Friday, February 18, 2011

Gold Up To $1,860?

"Goldrunner," at CommodityOnline, says gold's parabolic rise is accelerating. Correction and cosolidation periods are getting shorter.

Overall, the Parabolic rise in Gold appears to be accelerating on the chart as the corrections appear to be getting shorter in time and more shallow in terms of price. This is how a parabolic rise takes place. This also shows how the psychology of investors is changing toward Gold. The price of Gold slurs and chops higher on the chart as investors’ fear of the supply of Dollars being printed keeps on rising. U.S. investors are increasingly becoming concerned about how the increasing supply of Dollars is devaluing the Dollar affecting everything in their lives – the buying power of their income, the stability of their jobs, the worth of their possessions, and of the value of their savings.
Alarm over the implication of QE2 plus inflation outbreaks in other part of the world are fueling the rise. It's possible, according to goldrunner, for gold to make it up to $1,860 or even higher over the months before a major correction hits.

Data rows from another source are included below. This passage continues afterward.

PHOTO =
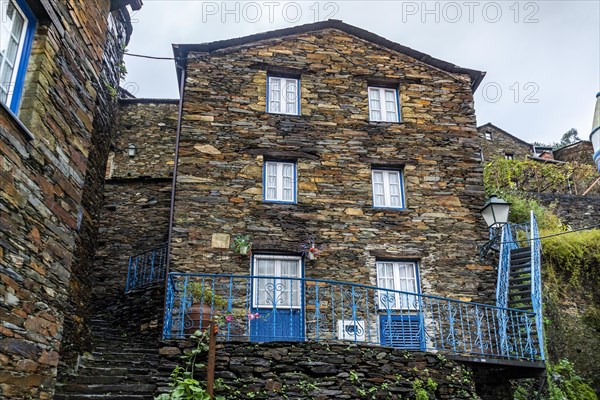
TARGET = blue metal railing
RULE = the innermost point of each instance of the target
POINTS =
(146, 268)
(536, 280)
(512, 236)
(293, 309)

Gold is entering the blow-off third stage of its bull market, or a bubble. One possible scenario if gold goes manic: back in the late 1990s, tech stocks went manic but suffered a major purge in 1997-8. That downdraft led at least one commentator (David Dreman) to declare the tech bubble to be over.

Instead, tech stocks wiped the blood off and continued accelerating towards the blow-off end in March 2000.

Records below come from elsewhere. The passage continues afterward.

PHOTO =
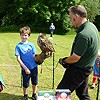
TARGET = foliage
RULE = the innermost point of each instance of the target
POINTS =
(93, 8)
(10, 70)
(40, 13)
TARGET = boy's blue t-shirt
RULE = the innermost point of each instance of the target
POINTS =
(26, 51)
(96, 67)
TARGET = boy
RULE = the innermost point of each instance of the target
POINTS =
(24, 53)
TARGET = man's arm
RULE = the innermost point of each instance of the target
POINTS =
(72, 59)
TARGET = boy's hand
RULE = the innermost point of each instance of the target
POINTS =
(27, 71)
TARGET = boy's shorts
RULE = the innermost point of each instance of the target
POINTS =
(33, 76)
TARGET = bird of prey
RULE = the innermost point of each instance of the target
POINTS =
(45, 46)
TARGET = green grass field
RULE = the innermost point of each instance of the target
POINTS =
(10, 69)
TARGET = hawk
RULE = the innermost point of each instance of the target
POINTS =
(46, 48)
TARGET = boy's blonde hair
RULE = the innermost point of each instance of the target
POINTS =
(25, 30)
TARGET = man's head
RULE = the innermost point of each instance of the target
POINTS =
(78, 15)
(25, 30)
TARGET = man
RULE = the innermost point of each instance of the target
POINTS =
(79, 64)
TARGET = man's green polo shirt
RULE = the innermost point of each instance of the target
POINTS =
(86, 45)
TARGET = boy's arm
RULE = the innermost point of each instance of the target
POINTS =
(23, 65)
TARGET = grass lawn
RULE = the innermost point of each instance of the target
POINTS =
(10, 69)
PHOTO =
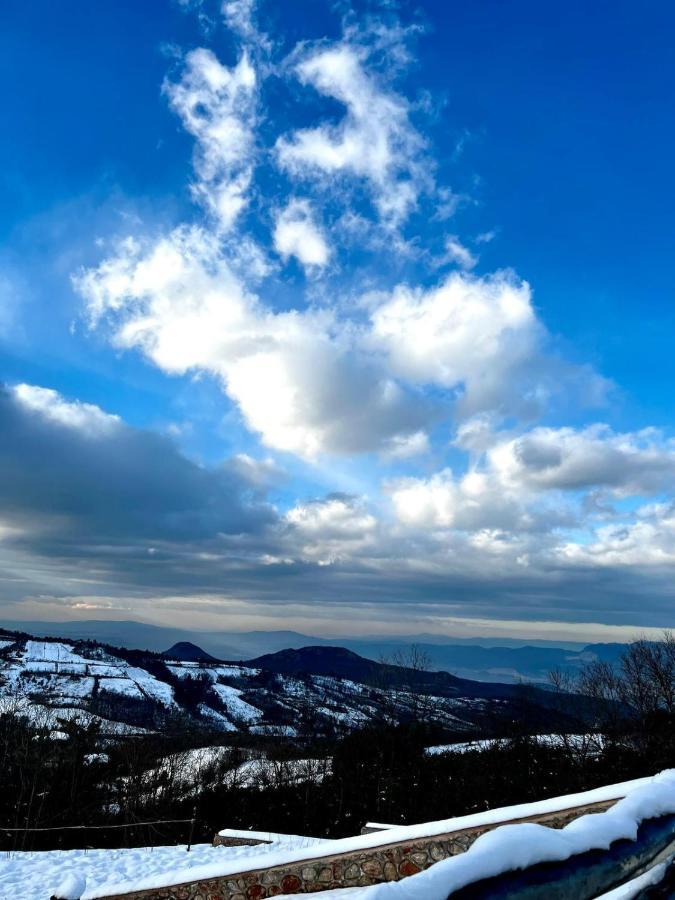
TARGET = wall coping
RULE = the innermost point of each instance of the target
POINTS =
(585, 801)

Could gold follow such a scenario? Some may argue that it already has, from 2008. From a February high of around $1,035, gold sunk below $700 as the credit crunch wreaked its wrath. Trouble is, it's now 2011 and gold's still going strong but not very strong. 1997 + 3 = 2000. Had gold followed the tech scenario with 2008 standing in the place of 1997, then an all-out bear market should have started by now.

When gold goes parabolic, falls of that sort aren't part of the picture. Gold got slaughtered in the mid-1970s, but the carnage ended in 1976. More than three years passed before the blow-out top. As this chart from Casy research shows, today's gold market is advancing at a more modest pace relative to that of the late '70s:



Updating it for another year using today's gold prices make it seem even more modest by comparison. Of course, the metal avoided the 1975-6 slaughter; 2008's was mild by comparison.

It's a different gold market, to be sure. The only way to spot a blow-off-top is by seeing one unfold in front of our eyes.